- Emblem of the Al-Nasser Salah al-Deen Brigades
- Leader: Abu Sayyaf (since 2015)
- Spokesperson: Abu Ataya
- Founded: 2000
- Dates active: 2001–present
- Headquarters: Gaza City
- Active regions: Gaza Strip, West Bank, Israel
- Ideology: Palestinian nationalism Anti-Zionism
- Status: Active
- Size: 5,000
- Part of: Popular Resistance Committees Palestinian Joint Operations Room

= Al-Nasser Salah al-Deen Brigades =

Palestinian armed organization

The al-Nasser Salah al-Deen Brigades (ألوية الناصر صلاح الدين) is the military wing of the Popular Resistance Committees, a set of various Palestinian militant organizations that operate in the Gaza Strip.

== History ==
The Brigades participated in Operation Dispersive Illusion (الوهم المتبدد), which resulted in the capture of the Israeli soldier Gilad Shalit.

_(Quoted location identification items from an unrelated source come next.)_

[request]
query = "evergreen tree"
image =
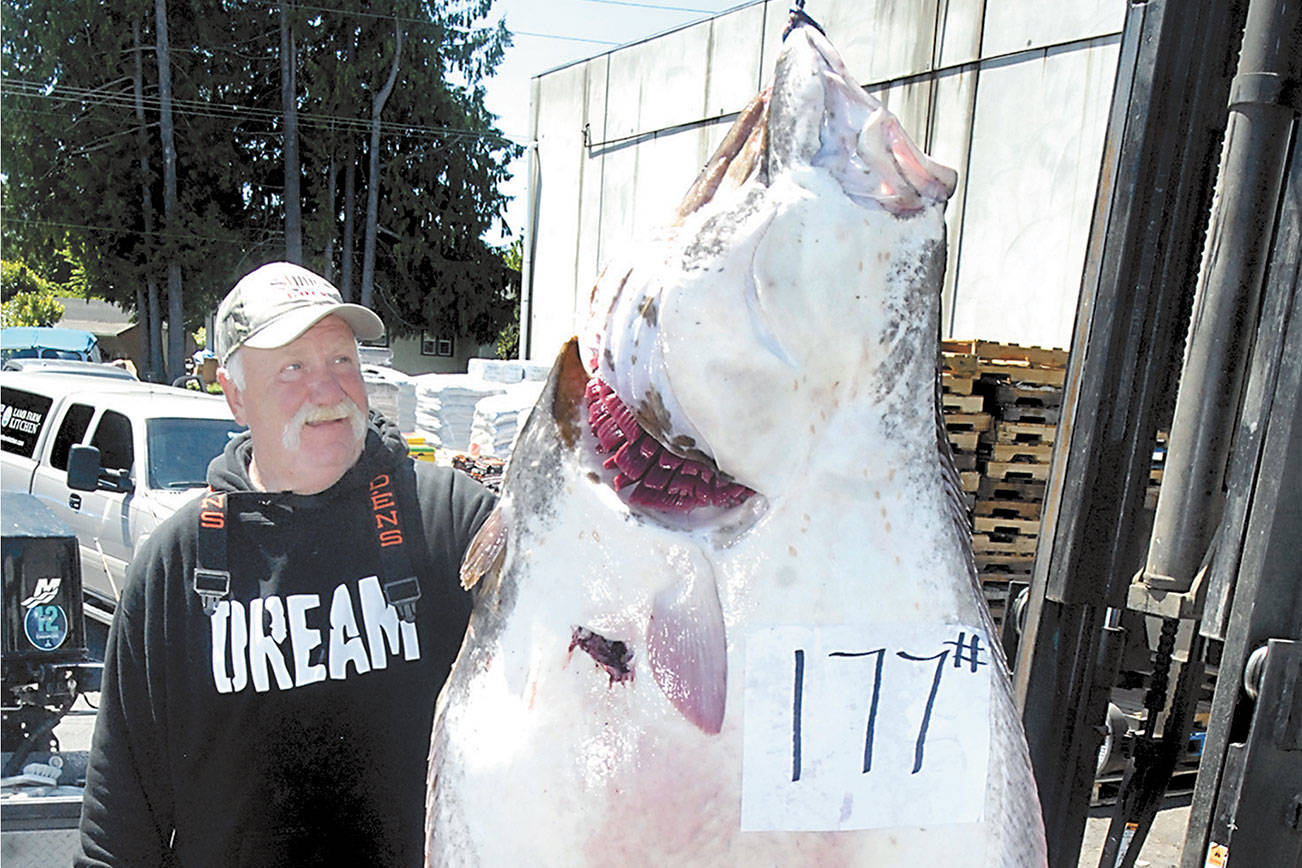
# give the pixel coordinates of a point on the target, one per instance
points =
(85, 163)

The group is also known for blowing up a Merkava tank, the main battle tank of the Israel Defense Forces.

The Brigades fought during the Gaza War from December 2008 to January 2009.

The group also took part in the 2014 Gaza War, and the death of one of its members in an Israeli raid was one of the reasons for the outbreak of the Gaza–Israel clashes in November 2018.

The Brigades have been fighting alongside the al-Qassam Brigades of Hamas and other allied Palestinian factions in the ongoing Gaza war (2023–present).